Konfederacja o "sprzedaniu suwerenności"
Poseł Konfederacji Witold Tumanowicz ocenił z kolei, że Morawiecki dopuścił się zdrady dyplomatycznej. - Mateusz Morawiecki dopuścił się zdrady interesów Polski już w 2020 roku, kiedy zaakceptował w imieniu Polski Fundusz Odbudowy, a właściwie powinno się to nazywać funduszem zadłużenia. Uwspólnotowienie długu, wprowadzenie nowych unijnych podatków, pakiet "Fit for 55", europejski Zielony Ład, kamienie milowe rujnujące polską gospodarkę - to wszystko powinno być przedmiotem postępowania z artykułu 129 Kodeksu karnego - powiedział.
Zwrócił się również do polityków PiS słowami: - Sprzedaliście suwerenność za pieniądze z KPO, a nawet ich nie dostaliście.
"Oczekuję od prokuratury wszczęcia postępowania"
Poseł PSL-Trzeciej Drogi Marek Sawicki oświadczył, że składa wniosek o nieprzyjęcie informacji rządu, ponieważ nie dotyczyła ona istoty zapytania, które złożył. - Krajowy Plan Odbudowy był przyjęty przez Radę Ministrów 30 kwietnia, złożony 3 maja. Po kilku dniach - o czym informowały media - został wycofany do poprawy. Dziś tego oczekiwałem od panów ministrów i od obecnego rządu, że dostanę informację, kiedy został ponownie złożony. To jest istota problemu - powiedział Sawicki.

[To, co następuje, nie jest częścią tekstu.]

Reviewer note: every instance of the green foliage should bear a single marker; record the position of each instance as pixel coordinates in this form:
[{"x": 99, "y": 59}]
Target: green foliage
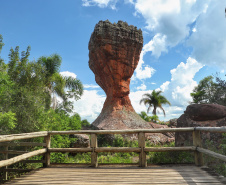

- W raporcie Komisji Europejskiej z 24 maja 2022 roku na stronie 27 jest jasny zapis: Polska nie uzyskała zaliczki z KPO w wysokości 4,7 miliarda euro, bo Polska spóźniła się ze złożeniem swojego KPO. Nie dotyczy to 3 maja - dodał poseł PSL.
Sawicki zwrócił uwagę, że zaliczka z KPO była bezwarunkowa i nie trzeba było spełniać kamieni milowych i warunków praworządności, żeby ją uzyskać.
Przypomniał też, że w tej sprawie w grudniu ubiegłego roku złożył wniosek do prokuratury, jednak śledztwo nie zostało wszczęte. - Prokuratura - nadzorowana już dziś przez prokuratora (Adama) Bodnara - nie podejmuje postępowania w sprawie utraty 20 miliardów złotych. To jest skandal. Ja oczekuję od prokuratury wszczęcia postępowania w tej sprawie - oświadczył.
Poseł Polski 2050-Trzeciej Drogi Marcin Skonieczka wskazywał, że przez dwa lata rząd Zjednoczonej Prawicy nie złożył żadnego wniosku o zaliczkę z KPO. Jako były samorządowiec Skonieczka podkreślał, że podstawową zasadą podczas realizacji projektów europejskich jest pozyskiwanie prefinansowania. - Rząd, niestety, tej zasady nie zastosował i naraził nas na straty - ocenił.
Stwierdził też, że lata rządów Zjednoczonej Prawicy to okres niszczenia praworządności. Ten fakt - wskazywał - przyczynił się do tego, że Unia Europejska wstrzymała wypłatę środków z KPO dla Polski. - Przez działania polityków Zjednoczonej Prawicy stracili polscy obywatele, polscy przedsiębiorcy, polscy rolnicy, polskie samorządy. Straciliśmy wszyscy, straciła Polska. To są niewybaczalne zaniechania - dodał Skonieczka.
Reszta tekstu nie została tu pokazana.